Cry1−/− and Cry2−/− mice did not demonstrate any reduction in body size (Figure 1E); therefore we decided to assay whether deficiency of both Cry1 and Cry2 is necessary for the effects on the circulating IGF-1. We compared plasma IGF-1 levels for WT and single or double Cry knockouts at two times of the day, ZT6 and ZT18, which corresponded to the high and low levels of plasma IGF-1 in WT mice. We found a 30% reduction of the IGF-1 level in Cry1−/− mice at ZT6 (compare with 80% reduction in Cry1,2−/− mice; Figure 2B). There was no difference between WT, Cry1−/−, and Cry2−/− at ZT18 and no difference between WT and Cry2−/− at ZT6. Thus deficiency of both Cry genes is necessary for down-regulation in the circulating IGF-1 level, which correlates well with the effects of CRY deficiency on the body size.
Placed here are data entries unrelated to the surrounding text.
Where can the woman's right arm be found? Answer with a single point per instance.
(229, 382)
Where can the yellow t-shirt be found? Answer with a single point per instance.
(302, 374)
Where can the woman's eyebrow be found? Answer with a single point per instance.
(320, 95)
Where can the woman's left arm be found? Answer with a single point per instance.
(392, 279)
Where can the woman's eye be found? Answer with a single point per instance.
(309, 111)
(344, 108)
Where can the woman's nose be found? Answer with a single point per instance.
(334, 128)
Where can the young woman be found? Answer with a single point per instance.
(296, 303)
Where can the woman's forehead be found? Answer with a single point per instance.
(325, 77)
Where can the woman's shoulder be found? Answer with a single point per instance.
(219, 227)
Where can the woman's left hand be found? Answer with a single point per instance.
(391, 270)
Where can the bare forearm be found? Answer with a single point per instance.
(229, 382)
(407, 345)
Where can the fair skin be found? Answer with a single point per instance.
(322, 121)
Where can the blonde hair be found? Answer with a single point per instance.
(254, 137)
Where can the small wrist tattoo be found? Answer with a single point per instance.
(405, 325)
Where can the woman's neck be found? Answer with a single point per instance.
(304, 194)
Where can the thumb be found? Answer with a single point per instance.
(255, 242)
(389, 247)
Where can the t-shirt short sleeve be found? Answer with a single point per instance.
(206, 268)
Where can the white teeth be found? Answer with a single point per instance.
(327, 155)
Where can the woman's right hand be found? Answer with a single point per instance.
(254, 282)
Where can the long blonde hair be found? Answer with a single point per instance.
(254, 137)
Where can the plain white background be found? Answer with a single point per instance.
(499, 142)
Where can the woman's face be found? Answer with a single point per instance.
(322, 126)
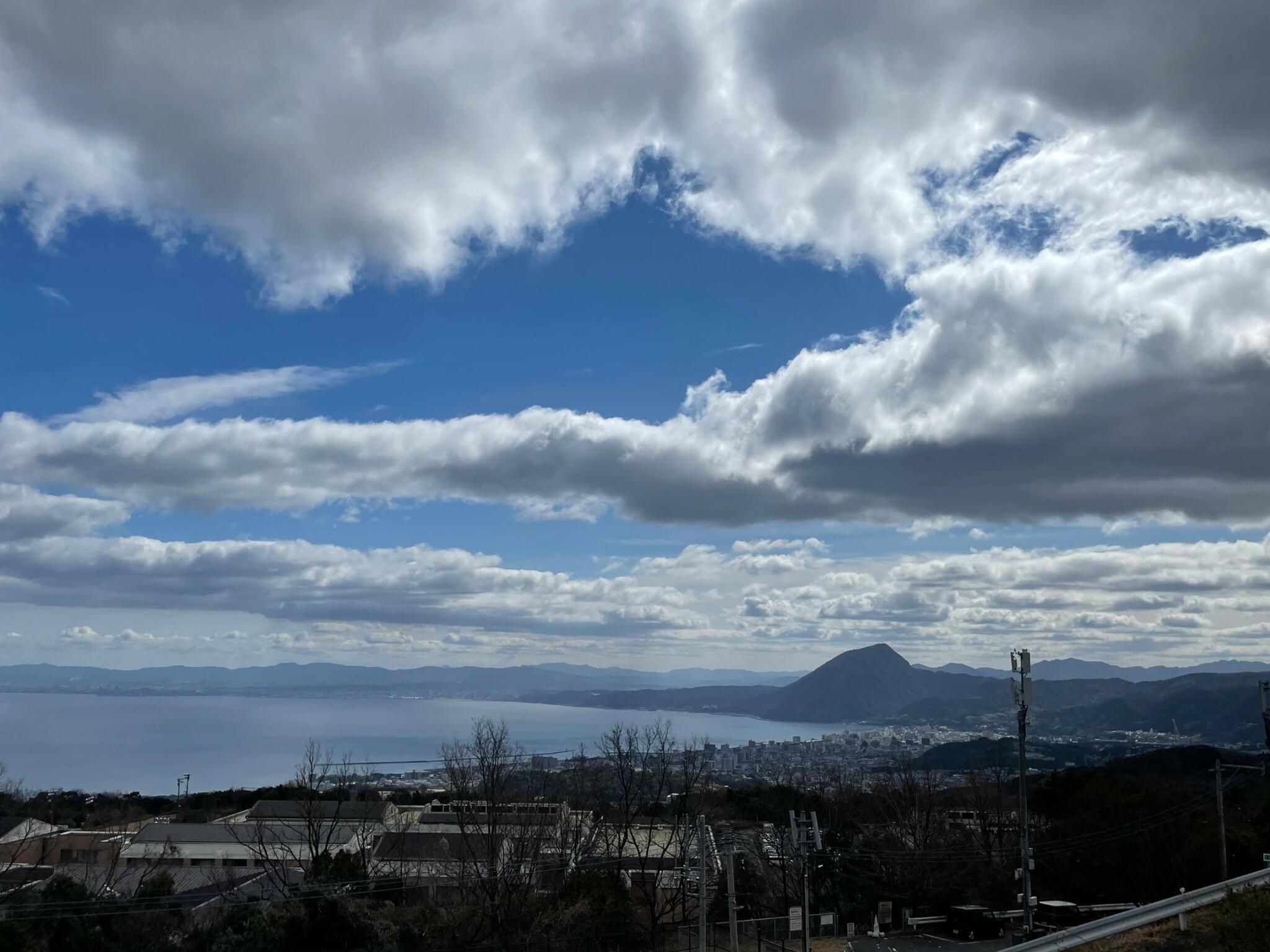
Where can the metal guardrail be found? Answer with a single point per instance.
(926, 919)
(1142, 915)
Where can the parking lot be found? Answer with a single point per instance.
(920, 942)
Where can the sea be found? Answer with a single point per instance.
(95, 743)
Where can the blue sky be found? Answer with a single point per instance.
(980, 359)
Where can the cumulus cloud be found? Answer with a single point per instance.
(1046, 368)
(29, 513)
(168, 398)
(1101, 601)
(304, 582)
(52, 295)
(794, 126)
(84, 635)
(1060, 386)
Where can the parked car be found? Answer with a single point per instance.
(970, 923)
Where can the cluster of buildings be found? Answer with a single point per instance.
(271, 850)
(776, 760)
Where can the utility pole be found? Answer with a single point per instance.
(1221, 818)
(729, 851)
(1221, 805)
(1020, 692)
(1264, 687)
(701, 883)
(806, 833)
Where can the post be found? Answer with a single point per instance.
(1221, 818)
(732, 896)
(807, 891)
(1021, 663)
(701, 883)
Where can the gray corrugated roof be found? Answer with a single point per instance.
(323, 809)
(246, 833)
(432, 845)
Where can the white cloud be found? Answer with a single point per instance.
(29, 513)
(1104, 601)
(921, 528)
(802, 126)
(1060, 386)
(168, 398)
(1044, 369)
(84, 635)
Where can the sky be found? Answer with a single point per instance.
(654, 334)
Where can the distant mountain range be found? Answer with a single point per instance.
(1073, 669)
(352, 679)
(869, 684)
(874, 683)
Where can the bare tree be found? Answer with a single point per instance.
(649, 795)
(507, 832)
(322, 822)
(990, 792)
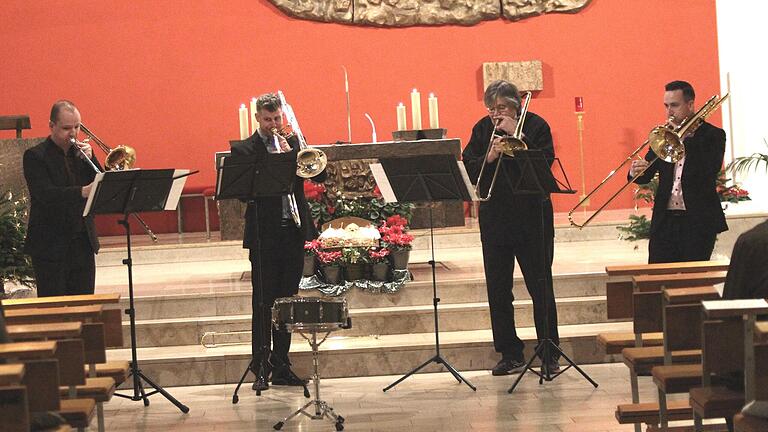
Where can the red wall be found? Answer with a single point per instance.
(167, 77)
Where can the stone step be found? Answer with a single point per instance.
(416, 293)
(362, 356)
(224, 330)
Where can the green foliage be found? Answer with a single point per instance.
(15, 265)
(639, 228)
(745, 164)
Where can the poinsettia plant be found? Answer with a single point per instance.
(329, 258)
(311, 247)
(378, 255)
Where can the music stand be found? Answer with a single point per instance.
(530, 172)
(134, 191)
(426, 178)
(248, 177)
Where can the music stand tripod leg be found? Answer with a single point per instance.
(138, 376)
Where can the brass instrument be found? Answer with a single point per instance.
(510, 144)
(310, 161)
(666, 142)
(285, 133)
(118, 159)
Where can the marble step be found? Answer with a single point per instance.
(364, 356)
(224, 330)
(416, 293)
(233, 249)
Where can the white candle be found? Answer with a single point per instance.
(243, 121)
(254, 122)
(401, 117)
(434, 118)
(416, 109)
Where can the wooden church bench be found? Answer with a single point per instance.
(619, 286)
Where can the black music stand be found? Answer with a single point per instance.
(428, 178)
(124, 193)
(247, 177)
(530, 172)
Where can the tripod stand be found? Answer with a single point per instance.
(427, 178)
(536, 178)
(126, 192)
(437, 358)
(138, 376)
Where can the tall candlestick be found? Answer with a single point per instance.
(254, 122)
(401, 117)
(579, 102)
(416, 109)
(243, 121)
(434, 118)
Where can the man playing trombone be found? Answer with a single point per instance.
(60, 241)
(275, 231)
(511, 224)
(687, 215)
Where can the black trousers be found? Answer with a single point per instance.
(499, 263)
(74, 273)
(280, 277)
(677, 239)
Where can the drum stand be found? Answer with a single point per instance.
(322, 409)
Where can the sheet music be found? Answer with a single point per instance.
(382, 181)
(94, 188)
(467, 181)
(176, 188)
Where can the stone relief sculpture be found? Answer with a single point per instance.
(404, 13)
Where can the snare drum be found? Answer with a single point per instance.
(309, 313)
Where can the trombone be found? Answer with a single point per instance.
(666, 142)
(118, 159)
(510, 144)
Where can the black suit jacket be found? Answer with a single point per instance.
(703, 161)
(268, 211)
(507, 216)
(54, 201)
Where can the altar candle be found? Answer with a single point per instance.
(434, 118)
(401, 117)
(243, 121)
(416, 109)
(579, 101)
(254, 122)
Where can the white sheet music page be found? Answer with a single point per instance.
(176, 188)
(383, 183)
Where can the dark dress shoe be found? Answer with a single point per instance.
(261, 383)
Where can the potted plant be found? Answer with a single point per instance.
(354, 263)
(330, 264)
(395, 238)
(310, 252)
(15, 265)
(379, 263)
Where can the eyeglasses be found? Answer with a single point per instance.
(498, 108)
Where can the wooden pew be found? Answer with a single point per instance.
(619, 286)
(756, 379)
(14, 408)
(641, 360)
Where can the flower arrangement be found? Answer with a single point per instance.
(378, 255)
(311, 247)
(393, 235)
(353, 255)
(15, 265)
(325, 207)
(329, 258)
(730, 193)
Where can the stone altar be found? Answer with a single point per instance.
(348, 172)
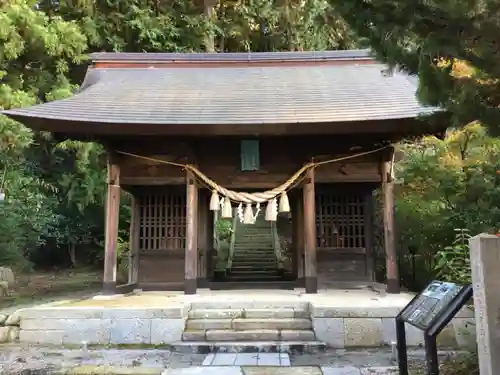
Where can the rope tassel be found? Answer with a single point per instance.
(248, 215)
(227, 210)
(284, 203)
(215, 201)
(271, 212)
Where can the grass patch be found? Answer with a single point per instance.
(460, 364)
(42, 286)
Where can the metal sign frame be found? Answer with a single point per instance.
(436, 325)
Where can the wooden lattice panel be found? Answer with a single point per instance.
(162, 221)
(340, 221)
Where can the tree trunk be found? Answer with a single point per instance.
(72, 254)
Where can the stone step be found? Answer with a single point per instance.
(255, 259)
(257, 335)
(253, 278)
(263, 304)
(243, 252)
(291, 347)
(248, 324)
(250, 313)
(247, 268)
(254, 271)
(250, 335)
(260, 249)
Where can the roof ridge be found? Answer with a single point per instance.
(355, 54)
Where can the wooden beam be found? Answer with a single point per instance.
(112, 221)
(393, 285)
(133, 271)
(310, 277)
(191, 257)
(299, 237)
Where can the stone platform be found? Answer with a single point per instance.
(339, 318)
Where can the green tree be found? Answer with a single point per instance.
(447, 185)
(452, 46)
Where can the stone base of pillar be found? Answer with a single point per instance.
(311, 284)
(190, 286)
(393, 286)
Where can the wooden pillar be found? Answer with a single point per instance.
(310, 277)
(299, 237)
(208, 11)
(204, 237)
(191, 256)
(389, 238)
(133, 267)
(112, 221)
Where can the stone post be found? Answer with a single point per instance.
(485, 266)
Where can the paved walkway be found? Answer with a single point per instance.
(141, 361)
(237, 370)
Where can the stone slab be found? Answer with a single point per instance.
(166, 331)
(293, 335)
(205, 324)
(130, 331)
(285, 359)
(205, 347)
(328, 311)
(193, 335)
(222, 370)
(208, 360)
(109, 370)
(4, 334)
(246, 359)
(391, 370)
(269, 359)
(224, 359)
(42, 337)
(246, 303)
(362, 332)
(341, 371)
(281, 313)
(330, 331)
(215, 313)
(248, 335)
(282, 371)
(258, 324)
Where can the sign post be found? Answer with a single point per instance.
(430, 311)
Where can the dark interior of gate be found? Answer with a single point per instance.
(344, 210)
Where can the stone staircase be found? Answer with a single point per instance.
(248, 323)
(254, 258)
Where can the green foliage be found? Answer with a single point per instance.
(450, 44)
(446, 184)
(224, 229)
(453, 262)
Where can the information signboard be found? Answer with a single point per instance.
(430, 311)
(429, 304)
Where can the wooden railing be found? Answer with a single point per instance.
(277, 244)
(231, 244)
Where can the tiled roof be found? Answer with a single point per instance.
(360, 54)
(237, 95)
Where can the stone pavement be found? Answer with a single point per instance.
(22, 359)
(264, 370)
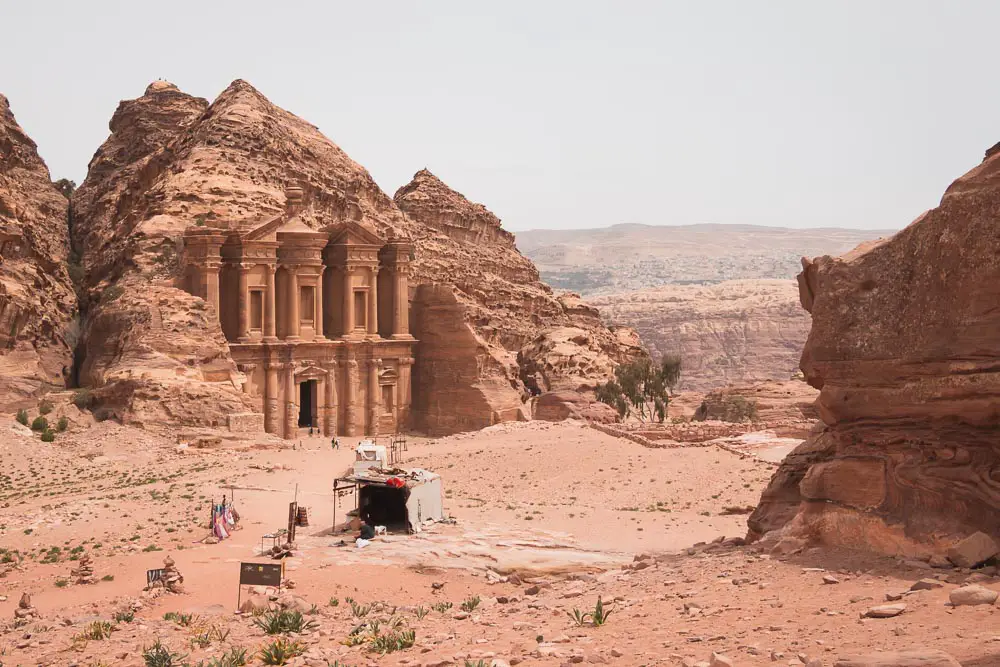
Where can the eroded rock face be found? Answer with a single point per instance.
(736, 331)
(905, 348)
(37, 300)
(525, 340)
(173, 160)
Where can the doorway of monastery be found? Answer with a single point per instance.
(307, 404)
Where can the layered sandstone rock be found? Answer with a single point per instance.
(37, 300)
(173, 160)
(519, 337)
(905, 348)
(732, 332)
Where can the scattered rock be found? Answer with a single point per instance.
(972, 595)
(909, 658)
(926, 585)
(885, 611)
(974, 550)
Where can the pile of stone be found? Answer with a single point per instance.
(84, 573)
(172, 579)
(25, 612)
(285, 550)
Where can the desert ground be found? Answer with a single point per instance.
(547, 518)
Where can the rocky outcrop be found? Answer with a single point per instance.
(525, 339)
(905, 348)
(37, 300)
(174, 160)
(732, 332)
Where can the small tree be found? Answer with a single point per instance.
(643, 386)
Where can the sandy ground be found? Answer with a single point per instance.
(564, 508)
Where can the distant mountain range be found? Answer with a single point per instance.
(630, 256)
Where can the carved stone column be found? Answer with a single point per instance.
(374, 396)
(247, 370)
(351, 398)
(330, 411)
(269, 304)
(401, 304)
(373, 303)
(291, 411)
(318, 306)
(212, 286)
(244, 303)
(294, 318)
(404, 392)
(272, 422)
(348, 312)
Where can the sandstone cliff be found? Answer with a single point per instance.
(37, 301)
(173, 160)
(522, 337)
(732, 332)
(904, 347)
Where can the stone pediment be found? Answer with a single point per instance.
(310, 373)
(351, 233)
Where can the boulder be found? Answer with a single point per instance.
(909, 658)
(566, 404)
(974, 550)
(255, 604)
(972, 595)
(902, 347)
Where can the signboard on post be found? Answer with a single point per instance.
(259, 574)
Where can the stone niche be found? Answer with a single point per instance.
(317, 320)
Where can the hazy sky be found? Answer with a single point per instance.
(561, 114)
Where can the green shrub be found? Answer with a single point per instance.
(159, 655)
(112, 293)
(283, 622)
(280, 651)
(83, 399)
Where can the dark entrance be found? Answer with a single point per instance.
(307, 403)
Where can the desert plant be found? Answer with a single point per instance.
(601, 613)
(235, 656)
(394, 641)
(124, 616)
(83, 399)
(283, 622)
(98, 630)
(280, 651)
(360, 610)
(159, 655)
(642, 385)
(185, 620)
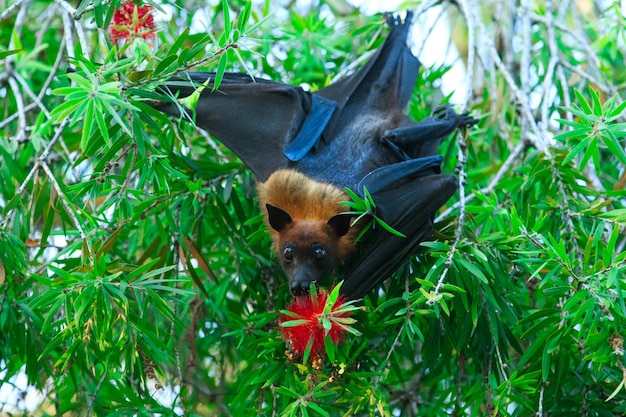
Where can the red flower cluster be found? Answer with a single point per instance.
(308, 320)
(131, 22)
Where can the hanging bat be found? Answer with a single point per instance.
(307, 148)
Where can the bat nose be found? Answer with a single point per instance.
(300, 288)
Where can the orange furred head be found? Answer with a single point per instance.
(311, 234)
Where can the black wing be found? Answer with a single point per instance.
(353, 133)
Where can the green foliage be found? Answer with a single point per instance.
(136, 276)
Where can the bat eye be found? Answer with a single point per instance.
(288, 253)
(320, 254)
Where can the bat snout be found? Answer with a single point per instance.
(299, 288)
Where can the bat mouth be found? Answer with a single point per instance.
(301, 288)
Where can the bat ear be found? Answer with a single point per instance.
(340, 224)
(278, 218)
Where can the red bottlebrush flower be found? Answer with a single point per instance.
(131, 22)
(311, 322)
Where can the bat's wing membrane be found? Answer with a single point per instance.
(269, 124)
(257, 119)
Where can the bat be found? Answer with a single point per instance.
(306, 148)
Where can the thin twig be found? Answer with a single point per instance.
(460, 223)
(70, 212)
(69, 22)
(9, 9)
(21, 114)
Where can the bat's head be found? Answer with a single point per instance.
(309, 250)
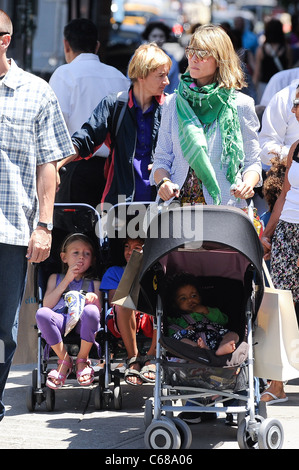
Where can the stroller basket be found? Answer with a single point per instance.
(200, 376)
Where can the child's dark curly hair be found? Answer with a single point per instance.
(274, 181)
(171, 287)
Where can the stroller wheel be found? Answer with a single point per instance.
(162, 434)
(246, 440)
(30, 399)
(50, 399)
(148, 412)
(270, 434)
(185, 433)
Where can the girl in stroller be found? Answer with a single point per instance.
(78, 257)
(197, 324)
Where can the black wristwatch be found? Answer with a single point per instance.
(48, 226)
(163, 180)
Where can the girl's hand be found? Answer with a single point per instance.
(242, 190)
(92, 298)
(72, 272)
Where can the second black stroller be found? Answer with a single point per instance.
(220, 246)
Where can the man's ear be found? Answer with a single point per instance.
(97, 47)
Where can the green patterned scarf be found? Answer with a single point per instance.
(202, 106)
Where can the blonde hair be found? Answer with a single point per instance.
(5, 22)
(216, 41)
(147, 59)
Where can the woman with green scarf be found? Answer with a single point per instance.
(208, 150)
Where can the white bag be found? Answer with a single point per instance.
(276, 338)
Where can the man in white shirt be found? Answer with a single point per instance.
(80, 85)
(279, 126)
(277, 82)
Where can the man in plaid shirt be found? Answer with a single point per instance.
(33, 136)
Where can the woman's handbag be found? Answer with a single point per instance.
(276, 338)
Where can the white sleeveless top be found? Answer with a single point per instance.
(290, 211)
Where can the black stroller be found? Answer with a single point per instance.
(68, 218)
(221, 247)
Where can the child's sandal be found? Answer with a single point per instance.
(55, 375)
(86, 371)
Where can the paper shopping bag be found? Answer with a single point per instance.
(127, 292)
(276, 338)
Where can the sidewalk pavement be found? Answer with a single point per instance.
(76, 424)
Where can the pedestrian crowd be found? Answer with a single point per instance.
(194, 133)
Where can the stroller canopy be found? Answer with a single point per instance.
(202, 240)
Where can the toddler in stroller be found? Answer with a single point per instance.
(78, 257)
(195, 323)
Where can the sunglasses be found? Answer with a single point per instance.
(190, 52)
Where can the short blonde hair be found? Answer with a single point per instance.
(216, 41)
(147, 58)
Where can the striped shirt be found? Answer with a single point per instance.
(169, 155)
(32, 132)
Thus we observed significant down-regulation of the circulating IGF-1 levels in Cry1,2−/− mice. The major source of the circulating IGF-1 is the liver (Yakar et al., 1999); therefore we compared the levels of the IGF-1 protein in the livers of WT and Cry1, 2−/− mice (Figure 2C). In WT mice, the liver IGF-1 level displayed oscillations (with the highest level of IGF-1 expression at ZT18–ZT2), and Cry1,2 deficiency resulted in reduction of liver IGF-1 levels (the difference between the genotypes was significant at three of six time points). Many other tissues also produce IGF-1, and, although IGF-1 from these sources does not significantly affect the levels of the circulating hormone, it still plays an important role in paracrine signaling (Liu et al., 1998). Therefore we also determined the IGF-1 level in skeletal muscle (Figure 2C). In WT, the level of skeletal muscle IGF-1 was significantly lower at ZT10 than at other time points. Similar to the effect in the liver, we observed significant down-regulation of skeletal muscle IGF-1 in Cry1,2−/− mice (the difference between the genotypes was significant at all time points except for ZT10). Thus Cry1,2 deficiencies resulted in down-regulation of IGF-1 production in different tissues.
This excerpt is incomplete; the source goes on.